18466Leading County Durham law firm Latimer Hinks is urging families to consider what can seem unthinkable when a terminal illness is diagnosed.

While it may seem too late at that point to carry out tax planning, Latimer Hinks Director Elizabeth Armstrong says there is still much that can be done to reduce tax liabilities.

She said: “For very obvious reasons, many couples put off discussing the inevitable until it is too late. The spouse of a person who is terminally ill may feel it is hugely insensitive to discuss finance at such a time.
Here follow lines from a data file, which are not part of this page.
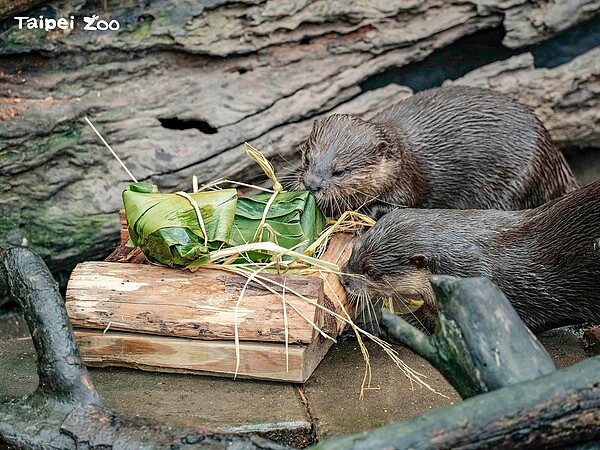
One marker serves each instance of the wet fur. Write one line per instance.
(546, 260)
(451, 147)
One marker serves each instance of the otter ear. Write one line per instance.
(419, 261)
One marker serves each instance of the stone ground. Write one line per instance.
(328, 404)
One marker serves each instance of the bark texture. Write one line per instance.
(226, 72)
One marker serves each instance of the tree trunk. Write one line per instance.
(180, 86)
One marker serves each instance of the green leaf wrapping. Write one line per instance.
(166, 227)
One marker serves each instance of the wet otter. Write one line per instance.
(546, 260)
(450, 147)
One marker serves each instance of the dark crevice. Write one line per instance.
(483, 48)
(174, 123)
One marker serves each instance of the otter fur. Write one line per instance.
(546, 260)
(450, 147)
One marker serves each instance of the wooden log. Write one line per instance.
(202, 304)
(479, 343)
(556, 411)
(258, 360)
(176, 101)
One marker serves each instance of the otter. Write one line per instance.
(546, 260)
(451, 147)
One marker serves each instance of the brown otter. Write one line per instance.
(450, 147)
(546, 260)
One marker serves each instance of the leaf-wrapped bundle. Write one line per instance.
(169, 232)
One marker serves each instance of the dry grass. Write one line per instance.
(305, 263)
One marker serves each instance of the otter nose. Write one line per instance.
(313, 183)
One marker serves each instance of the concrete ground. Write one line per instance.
(328, 404)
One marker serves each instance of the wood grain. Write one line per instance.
(172, 354)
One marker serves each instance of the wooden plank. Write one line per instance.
(181, 355)
(338, 251)
(202, 304)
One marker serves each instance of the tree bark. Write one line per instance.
(479, 343)
(564, 98)
(226, 72)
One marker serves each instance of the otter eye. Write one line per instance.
(419, 261)
(339, 172)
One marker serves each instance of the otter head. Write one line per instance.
(345, 163)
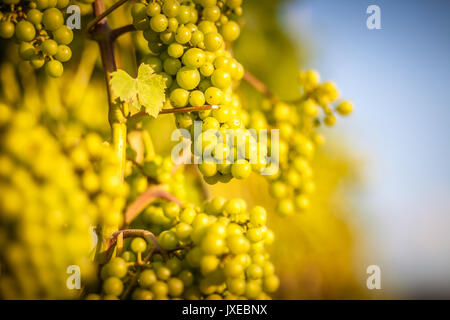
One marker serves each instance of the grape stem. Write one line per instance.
(101, 16)
(101, 33)
(149, 237)
(115, 33)
(259, 86)
(176, 110)
(149, 195)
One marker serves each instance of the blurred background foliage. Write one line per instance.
(314, 252)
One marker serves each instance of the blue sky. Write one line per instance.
(399, 79)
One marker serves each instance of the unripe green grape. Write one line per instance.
(301, 202)
(188, 78)
(42, 4)
(34, 16)
(26, 50)
(168, 240)
(175, 50)
(179, 98)
(211, 13)
(141, 294)
(61, 4)
(344, 108)
(213, 41)
(221, 79)
(138, 245)
(54, 68)
(172, 66)
(113, 286)
(194, 58)
(183, 35)
(159, 23)
(37, 62)
(138, 11)
(197, 38)
(6, 29)
(52, 19)
(152, 10)
(330, 120)
(171, 8)
(49, 47)
(222, 114)
(207, 27)
(197, 98)
(25, 31)
(175, 286)
(285, 207)
(209, 263)
(63, 54)
(208, 168)
(63, 35)
(154, 62)
(184, 14)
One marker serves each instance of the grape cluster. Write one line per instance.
(188, 43)
(297, 123)
(38, 27)
(46, 207)
(216, 251)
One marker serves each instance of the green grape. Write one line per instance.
(179, 98)
(152, 10)
(168, 240)
(54, 68)
(214, 96)
(171, 66)
(25, 31)
(184, 14)
(213, 41)
(113, 286)
(211, 13)
(194, 58)
(34, 16)
(63, 35)
(138, 245)
(221, 79)
(176, 287)
(171, 8)
(6, 29)
(230, 31)
(49, 47)
(159, 23)
(183, 35)
(188, 78)
(63, 54)
(196, 98)
(138, 11)
(26, 50)
(175, 50)
(52, 19)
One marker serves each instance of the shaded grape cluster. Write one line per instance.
(38, 28)
(214, 251)
(54, 189)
“But we usually find that the person who is ill wants to do everything possible to help their family before they go. They want to make sure that their family is provided for, and that includes ensuring their loved ones aren’t hit with huge tax bills.”
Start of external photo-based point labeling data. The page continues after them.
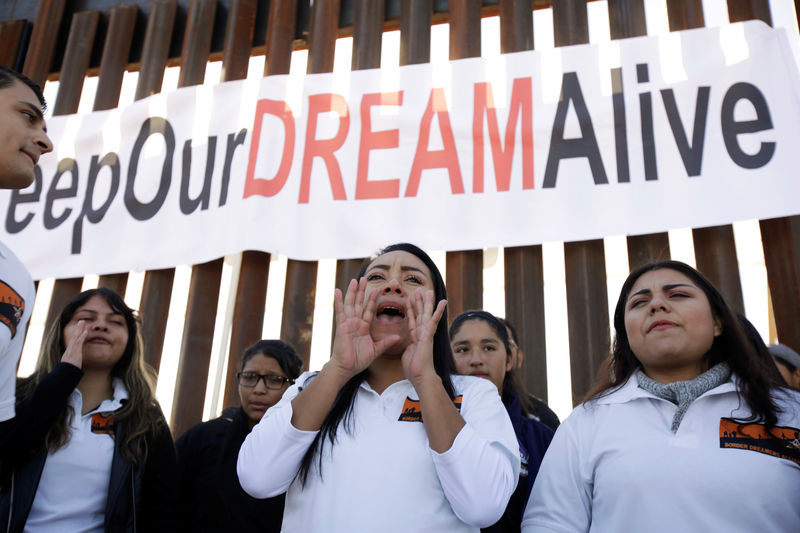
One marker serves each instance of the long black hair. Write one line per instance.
(731, 346)
(140, 413)
(511, 381)
(342, 410)
(283, 353)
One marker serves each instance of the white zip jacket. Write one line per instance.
(614, 465)
(384, 476)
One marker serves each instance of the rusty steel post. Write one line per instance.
(626, 18)
(116, 51)
(301, 276)
(464, 268)
(714, 247)
(587, 299)
(523, 266)
(780, 237)
(11, 33)
(157, 286)
(201, 306)
(73, 71)
(368, 18)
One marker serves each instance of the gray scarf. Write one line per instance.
(683, 393)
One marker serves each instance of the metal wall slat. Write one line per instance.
(251, 291)
(11, 33)
(157, 285)
(155, 50)
(116, 51)
(368, 18)
(714, 247)
(780, 237)
(41, 46)
(301, 276)
(415, 32)
(523, 265)
(281, 27)
(201, 306)
(587, 299)
(248, 311)
(626, 19)
(464, 268)
(76, 63)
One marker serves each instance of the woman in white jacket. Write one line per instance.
(385, 437)
(690, 431)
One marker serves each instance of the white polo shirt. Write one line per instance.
(73, 489)
(17, 294)
(383, 476)
(614, 465)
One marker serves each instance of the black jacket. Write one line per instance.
(533, 438)
(211, 497)
(141, 497)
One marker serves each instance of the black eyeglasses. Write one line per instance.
(271, 381)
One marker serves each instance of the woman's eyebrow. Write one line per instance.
(641, 292)
(402, 268)
(677, 285)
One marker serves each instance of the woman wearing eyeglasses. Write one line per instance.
(211, 497)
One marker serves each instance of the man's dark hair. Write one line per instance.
(8, 77)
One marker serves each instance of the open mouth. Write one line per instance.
(30, 156)
(390, 313)
(661, 325)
Elizabeth advises that in some cases doing what seems illogical and transferring assets to someone who has been diagnosed with a terminal illness can help to mitigate Inheritance and Capital Gains Tax (CGT).

When many people think about death and taxes, they are usually considering how much Inheritance Tax will be payable, but death can often provide the means to save when it comes to CGT. With planning there can also be the opportunity to mitigate Inheritance Tax.

Elizabeth said: “Usually the aim is to get assets out of an estate to shrink it for tax purposes, so it may seem that you’re doing exactly the opposite of what comes naturally to transfer assets to a terminally ill spouse. But this can actually be the most effective way to reduce CGT.

“The interesting thing about this sort of planning is that whilst it may seem counter-intuitive as we’re all used to the idea of divesting ourselves of assets as we get older, it can make financial sense to do exactly the opposite.

“The action required can come at a very stressful and emotional period, but if a family can cope with undertaking some financial planning, they can actually make a difference and save tax for those who are left behind.

“It is important when considering any IHT or CGT planning to appreciate the interaction between those two taxes – what might be sensible planning for one tax may impact on the other which highlights the need for proper advice. It is crucial to understand all the implications of implementing any tax planning.”

Elizabeth’s advice comes at a time when new IHT rules have just been announced. From April 2017, changes are being phased in which will enable some people to benefit from an additional Residence Nil Rate Band (NRB) so that from 2020/21 tax year, an additional allowance will be available of up to £175K (£350K for married couples) where a property is inherited by direct descendants such as children or grandchildren.

Latimer Hinks has launched an e petition to call for Inheritance Tax rules to be the same for those without children.